Vahe Gregorian

Swimmer Shannon Vreeland’s Olympic encore bid falls short but reminds of her legacy

Missy Franklin (from left), Dana Vollmer, Shannon Vreeland and Allison Schmitt posed with their gold medals for the women’s 4x200-meter freestyle relay swimming final during the 2012 Olympics in London.
Missy Franklin (from left), Dana Vollmer, Shannon Vreeland and Allison Schmitt posed with their gold medals for the women’s 4x200-meter freestyle relay swimming final during the 2012 Olympics in London. The Associated Press

Considering her parents’ concerns about the Zika virus and her wounded shoulder and their anticipation of her getting on with her life when she heads to law school at Vanderbilt in a few weeks, Overland Park’s Shannon Vreeland had it figured like this:

If and when she failed to earn an encore trip to the Olympics, the 2012 swimming gold medalist pictured them high-fiving in the stands before conjuring sad faces when they saw her.

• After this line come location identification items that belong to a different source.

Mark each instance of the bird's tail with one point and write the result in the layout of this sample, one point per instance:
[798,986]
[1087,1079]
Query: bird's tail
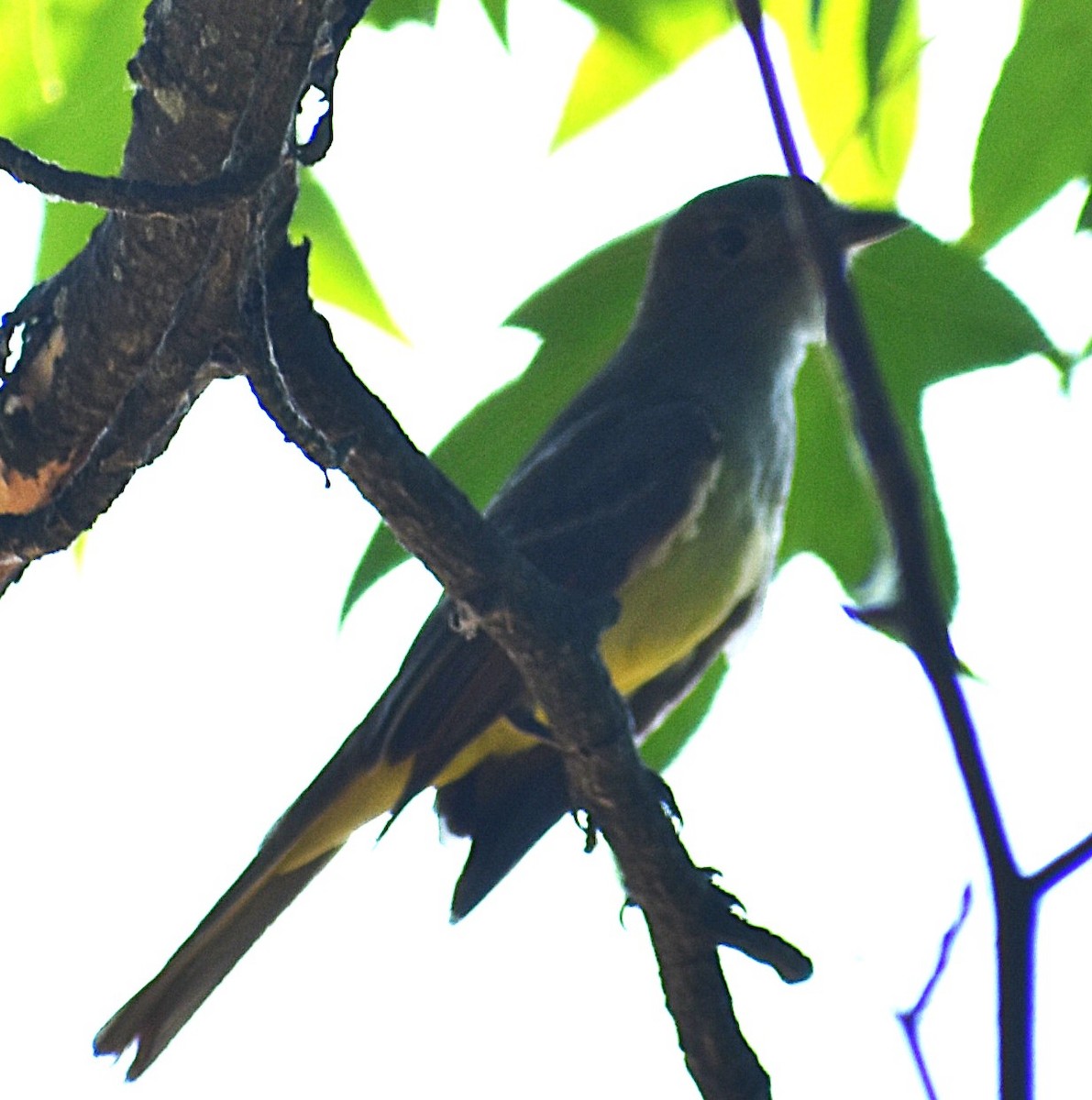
[157,1013]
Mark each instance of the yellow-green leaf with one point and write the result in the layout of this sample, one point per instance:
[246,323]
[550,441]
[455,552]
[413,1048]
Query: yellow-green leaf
[1037,135]
[855,65]
[336,273]
[636,45]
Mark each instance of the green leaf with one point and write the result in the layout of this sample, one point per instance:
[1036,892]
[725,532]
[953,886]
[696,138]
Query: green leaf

“That’s how it’s going to go down,” she said with a laugh as she prepared for the U.S. Olympic swimming trials.

But when her truest chance to return was terminated abruptly Tuesday night at the CenturyLink Center, what surged through them was not relief at all.

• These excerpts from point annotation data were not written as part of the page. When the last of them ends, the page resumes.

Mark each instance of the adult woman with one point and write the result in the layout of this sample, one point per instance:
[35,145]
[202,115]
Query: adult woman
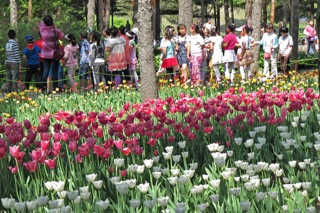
[50,35]
[117,55]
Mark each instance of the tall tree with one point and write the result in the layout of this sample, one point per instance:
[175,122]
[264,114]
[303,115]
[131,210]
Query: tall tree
[100,15]
[149,84]
[226,13]
[90,14]
[29,10]
[273,10]
[13,13]
[186,13]
[256,34]
[106,16]
[294,29]
[249,12]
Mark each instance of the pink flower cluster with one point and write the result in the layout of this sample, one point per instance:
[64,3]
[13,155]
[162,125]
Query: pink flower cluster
[138,126]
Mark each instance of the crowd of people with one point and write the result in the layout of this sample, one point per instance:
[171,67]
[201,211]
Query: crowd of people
[204,51]
[114,57]
[109,59]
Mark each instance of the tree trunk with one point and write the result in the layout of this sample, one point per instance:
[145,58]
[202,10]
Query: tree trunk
[265,13]
[256,24]
[100,15]
[13,13]
[91,14]
[202,11]
[106,16]
[186,13]
[135,14]
[232,12]
[249,12]
[295,30]
[272,13]
[318,33]
[149,83]
[29,10]
[226,13]
[158,21]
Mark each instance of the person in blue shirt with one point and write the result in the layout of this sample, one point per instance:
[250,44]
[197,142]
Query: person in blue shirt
[31,56]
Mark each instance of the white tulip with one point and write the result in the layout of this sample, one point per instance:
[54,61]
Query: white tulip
[260,196]
[235,191]
[214,198]
[163,201]
[182,144]
[202,207]
[245,205]
[169,149]
[73,195]
[173,180]
[97,184]
[91,177]
[148,163]
[8,203]
[19,206]
[156,175]
[176,158]
[85,195]
[140,169]
[185,154]
[84,189]
[135,203]
[32,205]
[118,162]
[143,187]
[103,204]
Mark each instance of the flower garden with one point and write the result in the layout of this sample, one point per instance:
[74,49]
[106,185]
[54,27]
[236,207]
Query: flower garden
[250,147]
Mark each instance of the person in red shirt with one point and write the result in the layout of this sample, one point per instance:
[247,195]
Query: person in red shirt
[123,35]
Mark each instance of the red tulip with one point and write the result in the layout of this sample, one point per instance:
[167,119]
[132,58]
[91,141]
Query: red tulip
[13,169]
[31,166]
[126,151]
[72,146]
[123,173]
[51,163]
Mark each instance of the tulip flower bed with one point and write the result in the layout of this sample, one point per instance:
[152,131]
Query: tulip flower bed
[254,151]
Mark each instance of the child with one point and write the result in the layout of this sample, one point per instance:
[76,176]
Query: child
[84,60]
[71,58]
[97,59]
[269,42]
[217,54]
[229,58]
[31,55]
[12,62]
[170,62]
[285,48]
[246,56]
[133,58]
[195,54]
[117,55]
[310,34]
[183,42]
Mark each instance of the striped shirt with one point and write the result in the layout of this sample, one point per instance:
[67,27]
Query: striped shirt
[12,52]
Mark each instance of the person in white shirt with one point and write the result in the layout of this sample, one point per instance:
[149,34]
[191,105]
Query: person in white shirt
[217,54]
[285,48]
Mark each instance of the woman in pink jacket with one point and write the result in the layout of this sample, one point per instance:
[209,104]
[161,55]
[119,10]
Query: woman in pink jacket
[50,36]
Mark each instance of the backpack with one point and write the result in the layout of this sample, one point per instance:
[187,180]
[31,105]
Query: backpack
[99,52]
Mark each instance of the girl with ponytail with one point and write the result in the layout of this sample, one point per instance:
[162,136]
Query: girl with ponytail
[71,58]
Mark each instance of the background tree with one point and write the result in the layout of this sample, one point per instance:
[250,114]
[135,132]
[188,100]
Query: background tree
[295,30]
[149,84]
[13,13]
[256,34]
[90,14]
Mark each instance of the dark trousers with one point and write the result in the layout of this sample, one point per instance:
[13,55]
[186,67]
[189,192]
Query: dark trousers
[33,70]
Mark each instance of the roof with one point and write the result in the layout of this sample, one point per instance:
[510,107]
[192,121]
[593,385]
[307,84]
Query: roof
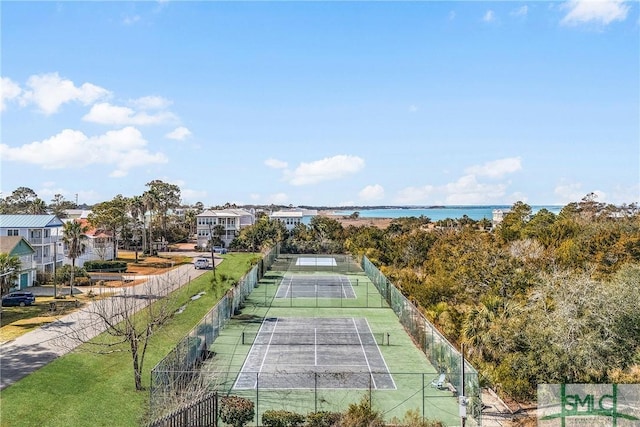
[15,246]
[93,232]
[294,213]
[29,221]
[226,213]
[287,214]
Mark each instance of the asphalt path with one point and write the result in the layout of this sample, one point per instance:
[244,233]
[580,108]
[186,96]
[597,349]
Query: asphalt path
[37,348]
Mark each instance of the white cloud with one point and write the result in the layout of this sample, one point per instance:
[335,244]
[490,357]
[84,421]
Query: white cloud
[278,199]
[49,91]
[601,12]
[130,20]
[9,90]
[326,169]
[179,133]
[496,168]
[568,192]
[521,11]
[371,192]
[123,149]
[276,164]
[151,103]
[107,114]
[489,16]
[192,196]
[468,191]
[415,195]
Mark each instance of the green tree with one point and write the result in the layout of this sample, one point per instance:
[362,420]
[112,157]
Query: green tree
[164,197]
[59,206]
[20,201]
[514,221]
[9,271]
[112,216]
[74,237]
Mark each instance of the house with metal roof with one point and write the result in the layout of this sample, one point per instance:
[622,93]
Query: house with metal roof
[44,234]
[97,246]
[294,216]
[17,246]
[231,220]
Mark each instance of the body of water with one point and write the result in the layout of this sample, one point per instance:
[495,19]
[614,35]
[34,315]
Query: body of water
[441,212]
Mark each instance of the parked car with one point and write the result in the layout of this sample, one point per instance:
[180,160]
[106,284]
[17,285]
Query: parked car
[20,298]
[201,263]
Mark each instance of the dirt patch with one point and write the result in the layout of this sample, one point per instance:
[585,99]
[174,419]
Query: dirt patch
[346,221]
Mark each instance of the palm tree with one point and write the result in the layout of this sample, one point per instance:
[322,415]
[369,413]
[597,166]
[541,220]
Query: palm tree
[9,271]
[73,236]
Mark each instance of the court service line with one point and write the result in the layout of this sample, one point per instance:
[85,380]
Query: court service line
[355,325]
[264,358]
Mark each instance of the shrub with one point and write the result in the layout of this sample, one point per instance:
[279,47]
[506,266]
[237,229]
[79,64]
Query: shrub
[362,415]
[323,419]
[272,418]
[236,411]
[113,266]
[414,419]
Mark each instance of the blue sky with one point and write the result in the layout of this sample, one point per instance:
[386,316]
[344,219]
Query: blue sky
[323,103]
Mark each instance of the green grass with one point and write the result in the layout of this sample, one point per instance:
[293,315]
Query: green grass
[87,389]
[410,368]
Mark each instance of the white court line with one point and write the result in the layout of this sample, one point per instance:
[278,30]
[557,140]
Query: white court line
[264,358]
[382,357]
[355,325]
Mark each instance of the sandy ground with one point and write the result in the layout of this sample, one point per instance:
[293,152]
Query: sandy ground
[358,222]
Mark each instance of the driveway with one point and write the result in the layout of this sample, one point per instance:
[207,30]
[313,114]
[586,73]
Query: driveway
[35,349]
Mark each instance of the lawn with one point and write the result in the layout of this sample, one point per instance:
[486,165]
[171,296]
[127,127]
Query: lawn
[87,389]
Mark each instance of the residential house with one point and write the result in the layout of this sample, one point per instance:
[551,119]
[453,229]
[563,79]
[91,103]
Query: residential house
[498,216]
[232,220]
[294,216]
[17,246]
[44,234]
[97,246]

Instead, what emerged was a poignant appreciation of a phase of her life that had taken her around the globe and helped her grow into a smart, strong and confident young woman who forever will know a feeling few ever will:

To have been the best in the world at something.

Something that to her was only enhanced, not diminished, by having done it as part of a relay — a telling aspect of her character.

“It was going to end sometime,” said her mother, Connie, with tears dried around her eyes. “She has so much to look forward to.”

Added her father, Dan: “Life will go on. Tomorrow, things will be alright.”

Yes, even after the temporary flinching from finishing 15th out of 16 in the 200-meter freestyle semifinals.

It was a depressing finale in her signature event surely largely caused by the agonizing shoulder issue she’s been fighting for months.

In the immediate aftermath, Vreeland, 23, was rendered speechless.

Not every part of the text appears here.